Cornell employees this past summer discovered a security breach on a computer that contained personal information, such as names, addresses, social security numbers and bank names and account numbers. After conducting an analysis of the breach, Cornell Information Technology (CIT) did not find evidence that any information stored on the computer had been inappropriately accessed.
Early last month, the University notified the 900 individuals whose data was stored on that computer.
From the Cornell Daily Sun, “Security Breach Found in Archive.” Cornell was quite selfish in keeping the knowledge secret, rather than notifying their customers:
Simeon Moss, Cornell’s press office director, said that those individuals who had information stored on the computer were not initially contacted when the problem was detected, because CIT wanted to make sure the security breach was analyzed properly — a time consuming and work intensive process.
“It takes time to determine and verify the exact nature of the problem,” he said. “Then it takes time to analyze and determine the extent of the incident and its true risk.

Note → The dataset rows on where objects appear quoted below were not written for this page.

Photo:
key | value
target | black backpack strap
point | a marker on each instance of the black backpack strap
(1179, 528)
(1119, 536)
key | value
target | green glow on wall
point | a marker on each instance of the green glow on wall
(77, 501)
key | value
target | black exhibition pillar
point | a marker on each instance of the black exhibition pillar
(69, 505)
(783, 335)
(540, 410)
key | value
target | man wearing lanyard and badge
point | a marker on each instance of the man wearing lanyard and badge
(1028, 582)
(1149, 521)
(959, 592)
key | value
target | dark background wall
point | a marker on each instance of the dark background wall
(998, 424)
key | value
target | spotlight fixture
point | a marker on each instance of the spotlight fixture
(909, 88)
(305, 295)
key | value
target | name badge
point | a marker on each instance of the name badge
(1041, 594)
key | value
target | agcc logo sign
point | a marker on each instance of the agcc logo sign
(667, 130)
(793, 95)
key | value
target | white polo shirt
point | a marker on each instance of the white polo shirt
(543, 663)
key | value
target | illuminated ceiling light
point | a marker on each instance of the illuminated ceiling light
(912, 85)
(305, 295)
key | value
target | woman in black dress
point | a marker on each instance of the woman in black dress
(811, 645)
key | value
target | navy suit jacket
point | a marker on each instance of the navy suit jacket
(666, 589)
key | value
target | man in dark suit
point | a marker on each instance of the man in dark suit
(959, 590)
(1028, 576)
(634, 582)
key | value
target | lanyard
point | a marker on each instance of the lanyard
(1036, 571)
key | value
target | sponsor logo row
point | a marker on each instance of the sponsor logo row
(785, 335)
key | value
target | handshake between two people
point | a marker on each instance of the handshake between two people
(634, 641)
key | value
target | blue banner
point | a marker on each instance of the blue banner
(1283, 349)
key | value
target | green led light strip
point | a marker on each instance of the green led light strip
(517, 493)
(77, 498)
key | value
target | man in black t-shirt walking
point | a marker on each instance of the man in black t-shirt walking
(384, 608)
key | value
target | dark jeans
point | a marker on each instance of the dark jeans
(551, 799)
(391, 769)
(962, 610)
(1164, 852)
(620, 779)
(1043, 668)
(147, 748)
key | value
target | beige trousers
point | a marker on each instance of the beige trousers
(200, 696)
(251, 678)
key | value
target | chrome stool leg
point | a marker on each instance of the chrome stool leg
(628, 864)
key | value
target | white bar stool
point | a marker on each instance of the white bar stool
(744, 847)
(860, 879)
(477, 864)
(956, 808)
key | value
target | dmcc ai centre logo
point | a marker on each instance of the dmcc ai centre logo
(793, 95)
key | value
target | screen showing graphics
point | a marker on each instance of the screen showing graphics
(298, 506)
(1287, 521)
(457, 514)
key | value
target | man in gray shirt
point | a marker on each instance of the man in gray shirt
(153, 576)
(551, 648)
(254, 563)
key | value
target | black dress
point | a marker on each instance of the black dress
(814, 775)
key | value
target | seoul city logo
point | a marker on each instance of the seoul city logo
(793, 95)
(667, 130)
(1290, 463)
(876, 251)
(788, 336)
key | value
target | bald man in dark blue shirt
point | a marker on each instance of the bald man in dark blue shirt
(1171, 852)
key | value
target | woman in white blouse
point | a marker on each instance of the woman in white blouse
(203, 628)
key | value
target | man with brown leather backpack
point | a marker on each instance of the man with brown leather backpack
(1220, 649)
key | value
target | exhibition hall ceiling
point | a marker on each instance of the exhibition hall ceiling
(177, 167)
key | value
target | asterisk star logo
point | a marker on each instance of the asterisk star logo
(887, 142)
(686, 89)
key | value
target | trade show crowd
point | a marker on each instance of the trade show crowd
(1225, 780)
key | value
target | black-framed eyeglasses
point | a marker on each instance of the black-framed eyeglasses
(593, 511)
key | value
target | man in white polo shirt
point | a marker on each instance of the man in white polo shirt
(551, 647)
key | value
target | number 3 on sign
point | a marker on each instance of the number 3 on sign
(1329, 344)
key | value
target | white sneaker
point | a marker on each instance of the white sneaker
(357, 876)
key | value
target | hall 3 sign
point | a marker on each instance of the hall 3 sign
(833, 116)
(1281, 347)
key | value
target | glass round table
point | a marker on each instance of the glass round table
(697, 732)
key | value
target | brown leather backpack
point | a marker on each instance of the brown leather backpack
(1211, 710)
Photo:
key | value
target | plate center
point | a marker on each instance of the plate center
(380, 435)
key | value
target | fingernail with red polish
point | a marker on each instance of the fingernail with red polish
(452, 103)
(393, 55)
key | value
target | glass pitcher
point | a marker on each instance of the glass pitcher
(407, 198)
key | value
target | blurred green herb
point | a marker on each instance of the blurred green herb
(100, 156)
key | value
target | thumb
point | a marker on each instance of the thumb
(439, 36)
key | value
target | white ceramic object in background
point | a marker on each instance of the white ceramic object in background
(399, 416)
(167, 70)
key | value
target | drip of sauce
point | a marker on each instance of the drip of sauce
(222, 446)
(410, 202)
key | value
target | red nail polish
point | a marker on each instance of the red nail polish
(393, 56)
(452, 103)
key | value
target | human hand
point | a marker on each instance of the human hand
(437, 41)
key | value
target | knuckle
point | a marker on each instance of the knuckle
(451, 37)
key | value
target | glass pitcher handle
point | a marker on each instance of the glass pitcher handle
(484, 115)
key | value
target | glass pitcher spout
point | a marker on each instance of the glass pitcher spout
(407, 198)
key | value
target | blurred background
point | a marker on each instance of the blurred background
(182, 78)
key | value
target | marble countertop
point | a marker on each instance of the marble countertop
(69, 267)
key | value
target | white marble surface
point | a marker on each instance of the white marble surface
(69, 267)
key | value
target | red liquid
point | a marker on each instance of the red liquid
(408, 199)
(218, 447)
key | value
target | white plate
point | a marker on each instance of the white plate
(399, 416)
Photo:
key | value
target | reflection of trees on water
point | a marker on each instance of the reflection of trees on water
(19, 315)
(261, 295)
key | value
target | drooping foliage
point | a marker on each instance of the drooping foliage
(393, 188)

And finally, it takes time to determine who needs to be notified and with what information. That communication needs to be coordinated with appropriate offices on campus in order to be consistent and accurate.”
So Mr. Moss, why does all of that takes months? The victims of your failure to secure your computers should have been taking what small measures they could months ago. What happened is that your institution lost control of data it demanded. How and why that happened, while interesting, is not really all that important to the victims.